Marcos Carvajal, a 34-year-old former pitcher for the Colorado Rockies and Florida Marlins, died of pneumonia on Tuesday. He fell sick in December, but the antibiotics needed to treat the illness were hard to find. Drugs for Carvajal eventually were sent from abroad but he relapsed, returned to the hospital on Monday and died the next day.
The Pharmaceutical Federation of Venezuela estimates the country is suffering from an 85 percent shortage of medicine amid an economic crisis also marked by severe hyperinflation and food scarcity.
The entire Venezuelan health care system is on the verge of collapse, says Francisco Valencia, head of the public health advocacy group Codevida. Some hospitals lack electricity, and more than 13,000 doctors have left Venezuela in the past four years in search of better opportunities.
"They don't give food to the patients in the hospital," Valencia tells Here & Now's Peter O'Dowd. "They don't have the proper medical supplies to take care of the people who go to the emergency [room] like gloves, like every basic thing they need for an emergency."
According to the pharmaceutical association, there is also a 90 percent deficit of other medical supplies and drugs used to treat more serious conditions like cancer.
The shortage has forced Venezuelans to go looking for medicine on the black market, Valencia says. Even if they find the right medicine, which is often smuggled from Colombia and Brazil and could be expired, most people can't afford it.
The crisis affects Valencia personally, who relies on medication for a kidney transplant.
"I haven't received my medicine since August last year," he says. "Right now, I'm taking medicines that [have] expired, and my transplant is at risk."
Venezuela's President Nicolas Maduro has refused to accept humanitarian aid, blocking shipments of medicine and first aid supplies. Government data shows infant mortality rose by 30 percent in 2016 and malaria infections shot up 76 percent, Reuters reports.

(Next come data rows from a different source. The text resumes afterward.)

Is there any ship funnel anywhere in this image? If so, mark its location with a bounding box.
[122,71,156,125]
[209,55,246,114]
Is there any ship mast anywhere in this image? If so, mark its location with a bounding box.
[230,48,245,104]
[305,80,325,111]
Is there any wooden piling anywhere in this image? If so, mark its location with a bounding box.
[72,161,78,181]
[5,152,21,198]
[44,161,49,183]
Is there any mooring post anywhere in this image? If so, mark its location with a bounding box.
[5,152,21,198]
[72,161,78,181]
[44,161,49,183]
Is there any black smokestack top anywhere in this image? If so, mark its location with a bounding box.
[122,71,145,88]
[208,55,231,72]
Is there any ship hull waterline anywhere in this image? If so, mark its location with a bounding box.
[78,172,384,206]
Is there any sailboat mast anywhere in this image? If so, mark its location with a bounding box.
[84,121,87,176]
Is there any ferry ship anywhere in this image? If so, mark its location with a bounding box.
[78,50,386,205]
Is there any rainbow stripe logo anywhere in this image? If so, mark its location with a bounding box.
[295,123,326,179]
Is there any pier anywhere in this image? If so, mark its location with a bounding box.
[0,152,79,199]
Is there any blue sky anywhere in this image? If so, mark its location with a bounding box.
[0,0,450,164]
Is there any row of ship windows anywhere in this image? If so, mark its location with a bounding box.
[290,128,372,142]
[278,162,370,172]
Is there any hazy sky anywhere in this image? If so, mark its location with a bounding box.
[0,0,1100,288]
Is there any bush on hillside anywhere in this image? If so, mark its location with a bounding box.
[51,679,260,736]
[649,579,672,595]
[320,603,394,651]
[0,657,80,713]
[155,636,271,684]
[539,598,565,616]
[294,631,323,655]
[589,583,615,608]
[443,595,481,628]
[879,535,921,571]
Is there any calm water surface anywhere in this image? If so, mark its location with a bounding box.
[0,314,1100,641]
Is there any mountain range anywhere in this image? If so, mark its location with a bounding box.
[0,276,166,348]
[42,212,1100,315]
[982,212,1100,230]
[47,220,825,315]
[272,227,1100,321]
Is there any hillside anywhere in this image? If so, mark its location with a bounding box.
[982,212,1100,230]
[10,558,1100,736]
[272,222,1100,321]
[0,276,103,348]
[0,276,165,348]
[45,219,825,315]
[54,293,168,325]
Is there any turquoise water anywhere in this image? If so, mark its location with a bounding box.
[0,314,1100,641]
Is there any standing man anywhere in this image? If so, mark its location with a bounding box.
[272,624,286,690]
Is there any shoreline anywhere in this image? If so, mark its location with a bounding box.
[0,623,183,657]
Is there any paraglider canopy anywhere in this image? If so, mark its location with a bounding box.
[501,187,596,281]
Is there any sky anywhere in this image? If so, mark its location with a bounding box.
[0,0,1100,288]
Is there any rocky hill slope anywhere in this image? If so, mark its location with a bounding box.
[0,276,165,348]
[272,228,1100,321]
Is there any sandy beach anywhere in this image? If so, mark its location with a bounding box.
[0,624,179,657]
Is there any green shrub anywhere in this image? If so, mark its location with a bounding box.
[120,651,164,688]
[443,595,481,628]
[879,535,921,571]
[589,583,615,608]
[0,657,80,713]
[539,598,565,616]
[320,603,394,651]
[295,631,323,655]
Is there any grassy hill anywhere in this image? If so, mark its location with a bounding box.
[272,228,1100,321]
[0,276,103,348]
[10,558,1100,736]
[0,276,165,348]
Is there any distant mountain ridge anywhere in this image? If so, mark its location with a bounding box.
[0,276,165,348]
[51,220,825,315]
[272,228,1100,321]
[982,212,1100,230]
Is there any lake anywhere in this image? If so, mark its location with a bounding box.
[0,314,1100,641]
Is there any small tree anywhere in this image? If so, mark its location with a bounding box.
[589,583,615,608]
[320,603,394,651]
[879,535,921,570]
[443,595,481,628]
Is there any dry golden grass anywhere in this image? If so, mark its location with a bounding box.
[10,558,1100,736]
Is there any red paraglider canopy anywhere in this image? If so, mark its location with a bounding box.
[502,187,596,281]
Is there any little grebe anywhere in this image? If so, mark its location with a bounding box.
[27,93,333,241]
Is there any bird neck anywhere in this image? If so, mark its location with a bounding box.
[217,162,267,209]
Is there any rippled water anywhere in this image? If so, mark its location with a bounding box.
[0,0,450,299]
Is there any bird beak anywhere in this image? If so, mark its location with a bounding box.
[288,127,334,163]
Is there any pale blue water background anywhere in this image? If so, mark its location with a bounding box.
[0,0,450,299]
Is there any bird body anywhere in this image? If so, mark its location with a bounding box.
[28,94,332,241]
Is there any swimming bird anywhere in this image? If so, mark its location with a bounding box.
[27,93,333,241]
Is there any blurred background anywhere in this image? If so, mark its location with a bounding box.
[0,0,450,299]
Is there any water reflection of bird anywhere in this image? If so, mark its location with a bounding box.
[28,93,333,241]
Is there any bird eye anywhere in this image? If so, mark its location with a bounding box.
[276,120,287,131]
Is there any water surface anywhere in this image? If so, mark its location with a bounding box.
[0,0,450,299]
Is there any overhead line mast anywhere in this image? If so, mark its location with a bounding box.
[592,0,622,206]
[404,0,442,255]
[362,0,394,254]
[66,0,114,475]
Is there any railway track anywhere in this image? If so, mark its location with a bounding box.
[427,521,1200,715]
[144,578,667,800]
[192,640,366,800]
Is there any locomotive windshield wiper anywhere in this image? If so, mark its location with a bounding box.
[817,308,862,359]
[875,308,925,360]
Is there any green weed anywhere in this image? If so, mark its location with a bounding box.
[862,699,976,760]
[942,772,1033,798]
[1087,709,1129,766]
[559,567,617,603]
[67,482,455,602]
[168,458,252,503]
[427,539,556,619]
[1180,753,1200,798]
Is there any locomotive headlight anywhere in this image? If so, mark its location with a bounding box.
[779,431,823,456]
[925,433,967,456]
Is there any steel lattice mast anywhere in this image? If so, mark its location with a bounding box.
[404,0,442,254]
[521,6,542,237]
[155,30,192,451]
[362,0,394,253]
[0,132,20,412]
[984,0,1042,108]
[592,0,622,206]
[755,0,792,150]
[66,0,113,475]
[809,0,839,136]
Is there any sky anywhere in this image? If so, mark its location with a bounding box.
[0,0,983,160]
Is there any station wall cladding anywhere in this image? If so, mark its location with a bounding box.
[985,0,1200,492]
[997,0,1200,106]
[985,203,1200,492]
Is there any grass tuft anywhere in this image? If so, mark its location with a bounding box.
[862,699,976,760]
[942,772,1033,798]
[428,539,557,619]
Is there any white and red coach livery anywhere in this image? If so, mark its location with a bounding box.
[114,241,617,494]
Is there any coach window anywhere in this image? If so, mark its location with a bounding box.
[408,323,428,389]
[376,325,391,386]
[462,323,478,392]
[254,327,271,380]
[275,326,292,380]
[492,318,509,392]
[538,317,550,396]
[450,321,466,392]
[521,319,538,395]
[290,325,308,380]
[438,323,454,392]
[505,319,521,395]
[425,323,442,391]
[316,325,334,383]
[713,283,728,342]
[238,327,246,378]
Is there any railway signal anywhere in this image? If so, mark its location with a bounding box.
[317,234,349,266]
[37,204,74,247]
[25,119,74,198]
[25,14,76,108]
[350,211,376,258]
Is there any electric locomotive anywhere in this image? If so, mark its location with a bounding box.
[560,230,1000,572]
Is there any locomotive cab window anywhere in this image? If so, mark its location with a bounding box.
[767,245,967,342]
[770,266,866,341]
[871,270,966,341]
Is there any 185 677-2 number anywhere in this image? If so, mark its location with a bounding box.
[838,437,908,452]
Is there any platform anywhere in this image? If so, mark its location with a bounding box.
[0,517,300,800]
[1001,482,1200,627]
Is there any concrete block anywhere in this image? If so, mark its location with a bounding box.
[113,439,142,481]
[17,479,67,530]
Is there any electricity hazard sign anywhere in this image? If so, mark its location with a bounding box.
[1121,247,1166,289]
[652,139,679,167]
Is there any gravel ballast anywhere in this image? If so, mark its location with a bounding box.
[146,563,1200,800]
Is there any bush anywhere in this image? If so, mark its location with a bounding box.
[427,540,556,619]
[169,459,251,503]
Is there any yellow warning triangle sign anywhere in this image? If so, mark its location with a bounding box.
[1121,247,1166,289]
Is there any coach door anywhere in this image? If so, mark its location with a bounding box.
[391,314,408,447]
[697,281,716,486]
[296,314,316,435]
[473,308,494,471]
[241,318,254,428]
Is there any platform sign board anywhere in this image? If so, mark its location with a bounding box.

"So most countries when they're hit by a crisis, they're taking aid from other countries, from NGOs," Associated Press reporter Hannah Dreier told NPR in 2016. "But Venezuela keeps refusing to take donations that other countries are offering and is actually turning back shipments of donations that people have given in places like the U.S., not letting medicine in."
Drug prices have skyrocketed along with those for food and other basic necessities. The International Monetary Fund predicts inflation will soar to 13,000 percent this year and the economy will shrink by 15 percent.
Earlier this week, the government announced it would abandon one of its two official foreign exchange rates, which had been used for food and medicine imports, Reuters reports. The policy change could encourage businesses to import more goods, but critics say it won't be very effective due to the lack of hard currency in Venezuela.
The elimination of the exchange rate was "a step in the right direction because it helps correct foreign exchange distortion," Asdrubal Oliveros of local consultancy Ecoanalitica told Reuters. "But without dollars, things will continue to be more complicated."
Since the collapse of Venezuela's oil-rich economy in 2014, the country has struggled to raise hard currency. The monthly minimum wage for many Venezuelans is now equal to $3, according to the AP.
Maduro blames the country's growing crisis on foreign economic sanctions, claiming that the U.S. is leading an effort to wipe out socialism in Venezuela, according to Reuters. Presidential elections are set to be held by April 30, which is much earlier than usual, but Venezuela's pro-government Supreme Court last week banned the main opposition party from running.